By studying the Einstein field equations to describe static spherically symmetric relativistic compact objects with anisotropic matter distribution, we generate two classes of exact solutions by choosing a generalized form for the gravitational potential \(g_{rr}\) and a particular form for the measure of anisotropy on physical ground. We transform the master equation involved in the integration process to hypergeometric equation. In general, the solution is given in hypergeometric series form and we extracted two classes of exact solutions by restricting the parameters involved in the series solution.

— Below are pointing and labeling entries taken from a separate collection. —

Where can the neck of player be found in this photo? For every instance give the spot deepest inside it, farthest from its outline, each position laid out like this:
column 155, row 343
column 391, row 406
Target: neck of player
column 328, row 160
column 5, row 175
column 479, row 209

Our treatment has combined both the isotropic and anisotropic cases, so that if we switch-off the anisotropic factor we can obtain the isotropic case directly. The generated models generalize the isotropic models of Durgapal–Bannerji,Tikekar and Vaidya–Tikekar. The physical analysis show that the model satisfy all major physical properties of a realistic star and compares with observational results of strange star candidates RXJ 1856-37, Her X-1, SAX J1808.4-3658, SMC X-1 and Cen X-3.

Data Availability Statement

This manuscript has no associated data or the data will not be deposited. [Authors’ comment: This is a theoretical study and no experimental data has been listed.]